The International Relations of the Dead: Transboundary Ancestral Claims and Regional Conflict in West Africa
Keywords:
Benin kingdom, British Government, Minimalist Policy, West AfricaAbstract
The prevailing Westphalian paradigm in International Relations (IR), which centers on the sovereign, territorial state as the primary actor, proves inadequate for diagnosing and resolving a distinct class of protracted conflicts in post-colonial Africa. This article posits that conflicts fueled by transboundary ancestral claims—assertions of rights and belonging based on kinship groups' sacred connections to burial grounds, shrines, and historical territories straddling modern borders—constitute a unique category of ontological security dilemma.

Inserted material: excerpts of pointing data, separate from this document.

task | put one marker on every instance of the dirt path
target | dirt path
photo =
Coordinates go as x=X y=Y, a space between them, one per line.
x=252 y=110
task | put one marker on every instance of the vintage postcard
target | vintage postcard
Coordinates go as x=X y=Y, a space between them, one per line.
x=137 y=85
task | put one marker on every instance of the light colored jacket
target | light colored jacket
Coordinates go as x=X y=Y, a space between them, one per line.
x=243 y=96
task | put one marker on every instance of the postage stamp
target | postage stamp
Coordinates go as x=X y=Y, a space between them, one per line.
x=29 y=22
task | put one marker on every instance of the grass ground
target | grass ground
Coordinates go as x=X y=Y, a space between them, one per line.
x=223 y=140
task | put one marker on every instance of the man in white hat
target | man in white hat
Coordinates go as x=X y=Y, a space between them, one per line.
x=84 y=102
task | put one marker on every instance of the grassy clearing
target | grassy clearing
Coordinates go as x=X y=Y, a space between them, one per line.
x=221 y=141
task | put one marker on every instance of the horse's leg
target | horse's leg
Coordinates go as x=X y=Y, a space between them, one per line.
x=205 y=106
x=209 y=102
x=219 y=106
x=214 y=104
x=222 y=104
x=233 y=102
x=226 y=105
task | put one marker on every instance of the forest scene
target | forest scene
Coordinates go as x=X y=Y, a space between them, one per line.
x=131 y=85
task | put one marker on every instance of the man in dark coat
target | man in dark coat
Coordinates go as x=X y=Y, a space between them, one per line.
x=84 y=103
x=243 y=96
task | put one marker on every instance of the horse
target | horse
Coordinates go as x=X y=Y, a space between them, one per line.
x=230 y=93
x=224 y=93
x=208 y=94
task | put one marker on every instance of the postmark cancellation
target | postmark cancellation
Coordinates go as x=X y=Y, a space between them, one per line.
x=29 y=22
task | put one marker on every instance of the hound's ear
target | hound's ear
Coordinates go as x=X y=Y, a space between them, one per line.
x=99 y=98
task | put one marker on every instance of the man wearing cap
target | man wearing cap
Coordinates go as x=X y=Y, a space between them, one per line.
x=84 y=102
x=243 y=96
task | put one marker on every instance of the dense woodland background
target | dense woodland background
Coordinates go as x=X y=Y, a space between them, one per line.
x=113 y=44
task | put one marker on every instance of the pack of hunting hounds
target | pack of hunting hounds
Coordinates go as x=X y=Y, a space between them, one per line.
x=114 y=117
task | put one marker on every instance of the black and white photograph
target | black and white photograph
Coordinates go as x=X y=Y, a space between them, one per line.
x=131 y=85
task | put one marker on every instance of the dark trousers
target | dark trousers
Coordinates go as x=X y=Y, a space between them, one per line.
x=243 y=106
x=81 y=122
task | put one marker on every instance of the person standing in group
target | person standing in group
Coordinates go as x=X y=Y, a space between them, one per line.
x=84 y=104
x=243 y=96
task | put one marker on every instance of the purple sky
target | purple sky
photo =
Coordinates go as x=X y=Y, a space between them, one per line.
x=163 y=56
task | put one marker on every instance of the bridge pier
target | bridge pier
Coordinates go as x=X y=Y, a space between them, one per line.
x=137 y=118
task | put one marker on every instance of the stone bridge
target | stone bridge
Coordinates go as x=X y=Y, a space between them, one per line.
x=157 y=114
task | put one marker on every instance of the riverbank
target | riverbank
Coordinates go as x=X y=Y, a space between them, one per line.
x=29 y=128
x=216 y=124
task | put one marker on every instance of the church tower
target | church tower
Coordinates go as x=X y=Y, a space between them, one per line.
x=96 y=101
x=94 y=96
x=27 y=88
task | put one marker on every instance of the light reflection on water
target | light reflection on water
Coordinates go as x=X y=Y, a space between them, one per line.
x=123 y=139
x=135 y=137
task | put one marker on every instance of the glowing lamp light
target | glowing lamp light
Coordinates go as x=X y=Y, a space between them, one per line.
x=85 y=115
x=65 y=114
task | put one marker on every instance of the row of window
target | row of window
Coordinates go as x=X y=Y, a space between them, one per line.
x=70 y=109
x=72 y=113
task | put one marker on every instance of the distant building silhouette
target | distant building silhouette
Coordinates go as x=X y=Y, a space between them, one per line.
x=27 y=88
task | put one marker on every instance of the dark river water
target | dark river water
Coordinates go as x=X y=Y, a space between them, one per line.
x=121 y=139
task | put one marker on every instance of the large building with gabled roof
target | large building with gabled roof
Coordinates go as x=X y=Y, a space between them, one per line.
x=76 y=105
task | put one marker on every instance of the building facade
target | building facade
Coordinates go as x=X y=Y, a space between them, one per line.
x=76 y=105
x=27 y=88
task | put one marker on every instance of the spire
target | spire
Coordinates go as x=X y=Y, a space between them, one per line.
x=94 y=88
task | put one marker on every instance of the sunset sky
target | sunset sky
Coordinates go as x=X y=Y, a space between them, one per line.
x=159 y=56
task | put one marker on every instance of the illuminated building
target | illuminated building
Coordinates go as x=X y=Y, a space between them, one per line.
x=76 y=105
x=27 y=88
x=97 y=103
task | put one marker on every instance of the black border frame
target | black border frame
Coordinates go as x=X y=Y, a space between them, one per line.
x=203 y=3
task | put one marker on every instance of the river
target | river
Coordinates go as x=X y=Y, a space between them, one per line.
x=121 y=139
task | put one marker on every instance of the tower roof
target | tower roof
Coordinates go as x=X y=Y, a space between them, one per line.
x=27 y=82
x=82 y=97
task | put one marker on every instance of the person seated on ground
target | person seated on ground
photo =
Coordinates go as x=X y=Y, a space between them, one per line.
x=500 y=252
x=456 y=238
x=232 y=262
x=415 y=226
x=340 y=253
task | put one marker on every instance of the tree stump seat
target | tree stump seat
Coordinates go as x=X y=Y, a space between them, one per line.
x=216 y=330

We introduce the concept of “Ancestral Sovereignty” to theorize the spiritual and cultural authority that emanates from these connections, challenging the monopoly of the modern state. This framework moves beyond the materialist and secular biases of mainstream IR theories by arguing that the veneration of ancestors and the custodianship of their resting places generate a potent, non-state form of political agency. Through a comparative case study analysis of the adjudicated but unresolved Nigeria-Cameroon dispute over the Bakassi Peninsula and the latent tensions of the partitioned Ewe nation across the Ghana-Togo border, this paper demonstrates how ancestral attachments foster resistance to international legal rulings and sustain irredentist sentiments. The analysis reveals that the intractability of these disputes stems from a fundamental clash between the state's cartographic rationality and the community's sacred geography, a clash that regional bodies like the Economic Community of West African States (ECOWAS) are institutionally ill-equipped to manage. The paper concludes by proposing a substantive recalibration of regional conflict resolution mechanisms, advocating for the formal integration of traditional governance structures and the adoption of an ontological security lens to forge a more culturally-grounded and sustainable peace in regions where the dead remain constitutive agents in the political realm.